Un bono de siestas, una tarifa plana de abrazos, un seguro contra la prisa. Suena utópico, pero más caro es seguir pagando con ansiedad y desvelo cada instante de la vida
Cuando escuchamos la palabra inflación, pensamos en el precio del limón, en el kilo de tortillas o en que el gas LP ya parece artículo de lujo. Pero hay otra inflación, silenciosa y cotidiana, que no aparece en las gráficas del Banco de México ni en los reportes del INEGI. La otra inflación no se mide en pesos, sino en paciencia: es la inflación emocional.
Dormir bien, estar en paz o reír sin cinismo ya son lujos que se cotizan al alza. El fenómeno es tan real como el que golpea a la canasta básica. Solo que aquí la moneda no es el peso o el dólar, sino las horas de sueño perdidas, la ansiedad acumulada y la fatiga de vivir con prisa.
En 2022, México alcanzó una inflación anual del 8.7%, la más alta en 20 años. El dato fue portada y objeto de debates. Pero si midiéramos con la misma seriedad la inflación emocional, el índice sería de crisis humanitaria.
El costo de la paciencia en el tráfico es altísimo. La CDMX ocupa el sexto lugar mundial en congestión vehicular. Eso significa que cada capitalino pierde 148 horas al año atorado en alguna avenida, casi un mes laboral completo.
Pero lo que se pierde en el tránsito no es solo tiempo: es humor, es salud, es la última pizca de cordura. Si esas horas se tradujeran en dinero, cada automovilista podría darse algunos lujos, como… un terapeuta de cabecera. Quizá deberíamos contabilizar como horas trabajadas los traslados.
La pandemia dejó claro que la inflación emocional no es metáfora. burnout (agotamiento por estrés) se disparó: en 2021, un estudio de la UNAM encontró que 75% de los trabajadores en México tenían síntomas de estrés severo.
El INEGI mide carencias en salud, vivienda y educación. Pero ¿quién mide la carencia de descanso? Dormir ya es un lujo: el mexicano promedio duerme 6.5 horas diarias, menos de las ocho recomendadas por la OMS.
La deuda de sueño es el verdadero Fobaproa de nuestra generación.
Lo mismo pasa con la risa genuina, con el ocio sin culpa, con el silencio. Todo está en escasez. Y cuando algo escasea, sube de precio. Hoy hasta dar un abrazo sincero se siente como llenar el tanque de gasolina.
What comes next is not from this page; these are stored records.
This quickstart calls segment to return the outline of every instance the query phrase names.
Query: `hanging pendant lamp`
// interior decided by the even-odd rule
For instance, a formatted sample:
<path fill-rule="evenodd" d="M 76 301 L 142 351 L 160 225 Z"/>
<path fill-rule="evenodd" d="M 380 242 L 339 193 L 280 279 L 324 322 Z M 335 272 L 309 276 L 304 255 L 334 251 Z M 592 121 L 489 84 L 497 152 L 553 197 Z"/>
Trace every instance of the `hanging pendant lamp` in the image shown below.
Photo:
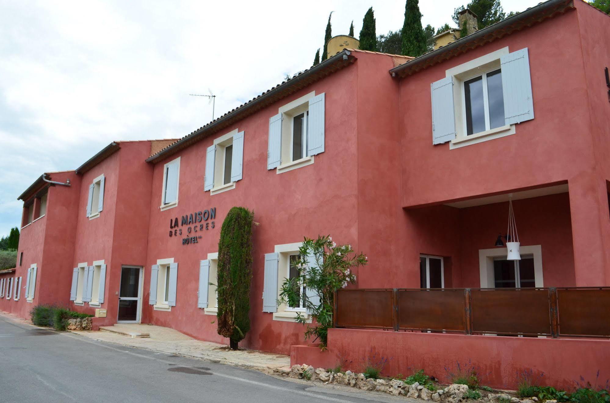
<path fill-rule="evenodd" d="M 512 209 L 512 195 L 509 196 L 508 200 L 508 230 L 506 234 L 506 260 L 521 260 L 519 236 L 517 233 L 517 222 L 515 221 L 515 212 Z"/>

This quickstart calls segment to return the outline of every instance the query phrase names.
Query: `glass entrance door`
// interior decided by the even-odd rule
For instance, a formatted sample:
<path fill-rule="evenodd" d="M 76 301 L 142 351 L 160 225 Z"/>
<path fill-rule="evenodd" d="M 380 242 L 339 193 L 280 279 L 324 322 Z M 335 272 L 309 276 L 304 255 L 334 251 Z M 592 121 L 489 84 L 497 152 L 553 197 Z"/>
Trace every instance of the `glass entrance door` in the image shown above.
<path fill-rule="evenodd" d="M 121 268 L 117 321 L 140 322 L 142 276 L 142 267 L 123 266 Z"/>

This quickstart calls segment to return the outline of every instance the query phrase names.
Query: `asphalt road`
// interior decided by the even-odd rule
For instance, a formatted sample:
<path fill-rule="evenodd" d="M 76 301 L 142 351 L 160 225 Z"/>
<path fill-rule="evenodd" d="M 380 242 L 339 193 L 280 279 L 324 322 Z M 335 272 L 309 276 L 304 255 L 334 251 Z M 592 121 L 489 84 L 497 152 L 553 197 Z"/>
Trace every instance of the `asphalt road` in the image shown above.
<path fill-rule="evenodd" d="M 386 397 L 387 396 L 387 397 Z M 0 315 L 0 402 L 396 402 L 91 340 Z"/>

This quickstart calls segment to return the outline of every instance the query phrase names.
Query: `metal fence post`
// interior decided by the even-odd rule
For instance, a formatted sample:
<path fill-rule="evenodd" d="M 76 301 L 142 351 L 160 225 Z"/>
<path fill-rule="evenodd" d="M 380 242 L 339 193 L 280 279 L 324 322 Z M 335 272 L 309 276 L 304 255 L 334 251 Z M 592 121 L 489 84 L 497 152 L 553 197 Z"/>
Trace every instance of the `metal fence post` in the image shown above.
<path fill-rule="evenodd" d="M 464 314 L 466 317 L 466 334 L 472 334 L 472 300 L 470 289 L 464 289 Z"/>

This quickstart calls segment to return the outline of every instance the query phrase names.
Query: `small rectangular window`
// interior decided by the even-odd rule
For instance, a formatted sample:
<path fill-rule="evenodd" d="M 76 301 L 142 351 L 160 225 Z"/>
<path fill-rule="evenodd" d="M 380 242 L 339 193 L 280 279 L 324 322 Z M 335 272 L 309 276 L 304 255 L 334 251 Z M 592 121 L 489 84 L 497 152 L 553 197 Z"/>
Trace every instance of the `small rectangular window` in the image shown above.
<path fill-rule="evenodd" d="M 501 69 L 465 81 L 464 94 L 467 135 L 504 125 Z"/>
<path fill-rule="evenodd" d="M 307 118 L 306 111 L 292 117 L 292 161 L 307 156 Z"/>
<path fill-rule="evenodd" d="M 231 169 L 233 163 L 233 144 L 224 147 L 224 170 L 223 184 L 231 182 Z"/>

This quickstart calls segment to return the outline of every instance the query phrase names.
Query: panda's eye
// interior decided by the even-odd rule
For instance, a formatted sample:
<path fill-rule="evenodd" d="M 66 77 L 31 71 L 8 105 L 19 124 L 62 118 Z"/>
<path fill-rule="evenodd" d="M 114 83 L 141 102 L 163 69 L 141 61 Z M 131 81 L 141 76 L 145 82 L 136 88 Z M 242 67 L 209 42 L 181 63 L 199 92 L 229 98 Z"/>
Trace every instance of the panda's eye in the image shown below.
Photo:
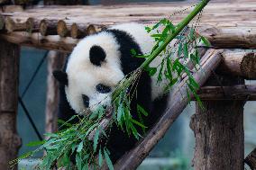
<path fill-rule="evenodd" d="M 96 91 L 101 93 L 101 94 L 107 94 L 107 93 L 109 93 L 111 91 L 111 87 L 104 85 L 102 84 L 98 84 L 96 85 Z"/>
<path fill-rule="evenodd" d="M 85 107 L 89 107 L 89 97 L 87 95 L 82 94 L 82 98 Z"/>

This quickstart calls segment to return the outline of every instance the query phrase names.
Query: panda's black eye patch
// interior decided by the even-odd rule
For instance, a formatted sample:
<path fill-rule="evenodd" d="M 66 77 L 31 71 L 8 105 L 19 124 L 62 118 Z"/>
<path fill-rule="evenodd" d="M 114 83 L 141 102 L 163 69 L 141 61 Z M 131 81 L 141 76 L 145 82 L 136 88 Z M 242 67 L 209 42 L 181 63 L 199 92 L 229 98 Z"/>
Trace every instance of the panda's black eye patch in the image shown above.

La inflación emocional se mide en frases: “ya no me alcanza el día”, “ando tronado”, “me siento drenada”. Son indicadores más confiables que cualquier encuesta.
Si existiera un INEE (Instituto Nacional de Estadística Emocional), sus gráficas mostrarían la curva del estrés disparada, el índice de ternura en mínimos históricos y la confianza en el futuro depreciada.
La inflación emocional es el costo oculto de un país y de un mundo que exige más de lo que devuelve. Y aunque no aparezca en los reportes oficiales, sus efectos son visibles: cansancio colectivo, violencia cotidiana, apatía política.
No es solo un fenómeno mexicano. En Nueva York, Tokio o Madrid, el alza en las estadísticas de divorcios, de depresión y de violencia intrafamiliar también muestra esta carestía emocional. En Estados Unidos, incluso se declaró la epidemia de la soledad como problema de salud pública.
Como advierte la psicoterapeuta belga-estadounidense Esther Perel, especialista en vínculos humanos: “Hoy no estamos hambrientos de pan, sino de descanso, de atención y de conexión humana”. Esa es la verdadera canasta básica emocional, y está más cara que nunca.
Quizá lo que necesitamos no es un control de precios, sino un control de tiempos. Subvencionar la calma, subsidiar el descanso, estabilizar el mercado de la ternura. Un bono de siestas, una tarifa plana de abrazos, un seguro contra la prisa. Suena utópico, pero más caro es seguir pagando con ansiedad y desvelo cada instante de la vida.